そのまま月日が経ち学生時代やっていたレストランにバイトとしてまたメンバーに加わり、無事お盆という忙しい時期を乗り切った。
8月も半ばまで来て太陽が地面を焦がしてくる。
そんな中、同じバイトの年は一個上の女性とよく話すようになっていた。名前を村林由美といい、身長が俺より20センチは小さいだろう小柄で清楚な見た目の人だった。
最初敬語を使ってた俺に、「敬語を辞めないとこっちも敬語つかう!」と言われ敬語を外して会話させてもらっている。
家が俺の実家から近く、最近は実家に泊まることにしていたのでシフトが同じ日は職場まで車で送ってもらい一緒に行っていた。
そして8月も20日くらい過ぎて後半に入りまだまだ太陽の勢いが衰えない中、村林さんにうつ病を打ち明けた。職場でうつ病を知っていたのは店長と料理長、副料理長だけだったのでそのほかの人に打ち明けるのは少し躊躇っていた。
「そういや俺うつ病なんだよね、」
とタバコの灰を落としながら切り出す。
「え?そうなんだ」
まあ答えにくいわな。と思ってたら
「そしたら私先輩だね」
とこれまた村林さんもタバコの灰を落としながら答えた。そしてごく当たり前のことを言う彼女に対してなんと答えるか模索し、
「そりゃ年齢的に先輩だろうよ」
「んーん。違くて。私も去年とかまでうつ病だったからさ」
まさか俺が答えにくくなる側にまわるとは。
「えっまじで?そうだったんだ」
タバコの火を消しこう答えるのが精一杯だった。
まさか村林さんがうつ病経験者だとは思わなかった。
タイプで言うと見た目清楚系なのに使う言葉とか声のボリュームが普通にギャルみたいでギャップがすごかった。

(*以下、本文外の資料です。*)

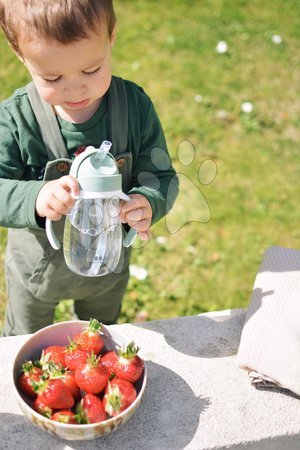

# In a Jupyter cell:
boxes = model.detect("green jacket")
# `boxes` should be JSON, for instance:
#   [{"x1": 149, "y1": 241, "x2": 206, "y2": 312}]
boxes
[{"x1": 0, "y1": 81, "x2": 178, "y2": 229}]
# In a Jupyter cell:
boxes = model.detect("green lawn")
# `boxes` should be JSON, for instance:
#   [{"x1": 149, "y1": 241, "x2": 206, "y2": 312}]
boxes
[{"x1": 0, "y1": 0, "x2": 300, "y2": 330}]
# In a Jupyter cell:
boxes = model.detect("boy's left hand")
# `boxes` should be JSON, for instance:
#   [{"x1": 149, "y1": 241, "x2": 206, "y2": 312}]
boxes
[{"x1": 120, "y1": 194, "x2": 152, "y2": 241}]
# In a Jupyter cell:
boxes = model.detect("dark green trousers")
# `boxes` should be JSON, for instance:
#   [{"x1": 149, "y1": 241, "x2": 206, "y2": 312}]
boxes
[{"x1": 3, "y1": 221, "x2": 130, "y2": 336}]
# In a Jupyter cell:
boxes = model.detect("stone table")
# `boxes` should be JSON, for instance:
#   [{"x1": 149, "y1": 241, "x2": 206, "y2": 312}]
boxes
[{"x1": 0, "y1": 309, "x2": 300, "y2": 450}]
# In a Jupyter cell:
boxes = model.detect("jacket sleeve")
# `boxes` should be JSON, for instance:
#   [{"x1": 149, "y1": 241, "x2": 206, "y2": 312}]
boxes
[
  {"x1": 0, "y1": 103, "x2": 44, "y2": 228},
  {"x1": 129, "y1": 102, "x2": 178, "y2": 224}
]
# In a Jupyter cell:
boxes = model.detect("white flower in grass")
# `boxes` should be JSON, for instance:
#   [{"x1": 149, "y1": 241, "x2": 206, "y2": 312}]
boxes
[
  {"x1": 129, "y1": 264, "x2": 148, "y2": 281},
  {"x1": 194, "y1": 94, "x2": 203, "y2": 103},
  {"x1": 272, "y1": 34, "x2": 282, "y2": 44},
  {"x1": 156, "y1": 236, "x2": 167, "y2": 245},
  {"x1": 216, "y1": 41, "x2": 228, "y2": 53},
  {"x1": 241, "y1": 102, "x2": 253, "y2": 114}
]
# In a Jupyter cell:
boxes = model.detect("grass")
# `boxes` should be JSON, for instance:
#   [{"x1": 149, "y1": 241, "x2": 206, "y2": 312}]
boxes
[{"x1": 0, "y1": 0, "x2": 300, "y2": 330}]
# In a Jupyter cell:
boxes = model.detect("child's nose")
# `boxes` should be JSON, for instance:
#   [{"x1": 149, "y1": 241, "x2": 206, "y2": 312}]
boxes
[{"x1": 64, "y1": 80, "x2": 87, "y2": 96}]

そして慣れた相手にだとすごい口が悪くなる。可愛らしくて笑えてくるが笑うと気にしてしまうから心の中で笑ってる。一言で言うと性格は天真爛漫な子だ。
だからこそ余計にうつ病を過去に患っていたとは考えられなかったのだ。
そしていつからか、夜毎日LINEをするようになった。
LINEで話してると夜の1人で考え込む時間がなくなるからすごい助かっている。きっとそこら辺も気を遣ってくれているのだろう。感謝してもしきれないってもんだ。職場でも顔色が少しでも悪いと「大丈夫?」と心配して声かけてくれるし異変にすぐ気づいてくれる。そして話もすごくよく聞いてくれて、こんなに優しい人がいるのかってくらい支えられた。